IMO, this is why sys.pump should not do sendfile, ever. Rather,
sendfile should be something that Nitrode or Connect does when it
knows that it can serve the response directly from an on-disk cache,
bypassing the whole "middleware" concept at that point.
Even if the input stream is a file descriptor, and the output stream
is a socket, the actual "Stream" object might have been mutated such
that it changes the incoming data before sending it out. sys.pump
needs to be completely agnostic and accepting of *anything* that
matches the Stream API, or else it's too magical to be reliable.

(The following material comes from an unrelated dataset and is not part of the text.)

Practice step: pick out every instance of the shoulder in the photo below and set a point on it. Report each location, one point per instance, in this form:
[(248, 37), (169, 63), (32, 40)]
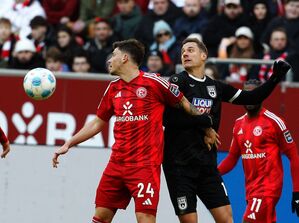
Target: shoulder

It's not that we haven't figured out how to do it, I don't think. I
think we've figured out that we can't, and that sendfile is just a
different thing than sys.pump.
--i
--
> Hi Olly,
>
> I didn't expect my question on performance would trigger this
> (interesting) discussion. In any case, all this is way over my head ;)
>
> My use case is as follows:
> I am developing a web app. This implies serving a couple of small
> static files to the client once (using application cache, only the
> meta file is then checked for updates from time to time and triggers
> file re-downloads when available...). The rest of the dynamic data
> (coming from MongoDB) is transmitted via websocket (or downgraded to a
> comet like system if the browser does not support it).
>
> So ideally (in this use case...), static files would be loaded once,
> compressed if necessary and served from memory.
>
> I believe that this schema is exactly what NodeJS can excel at. I hope
> Nitrode will enable this.
>
> Cheers,
> Peter
>
That is exactly connect's default behavior with a simple stack.
Connect.createServer(
Connect.cache(1000),
Connect.gzip(),
Connect.staticProvider()
);
Will serve the small files from disk, compress the compressible ones, and cache it in ram as a buffer for super fast serving.
Socket.io or other websockets work fine with connect. They just hijack the request handler outside of the connect stack.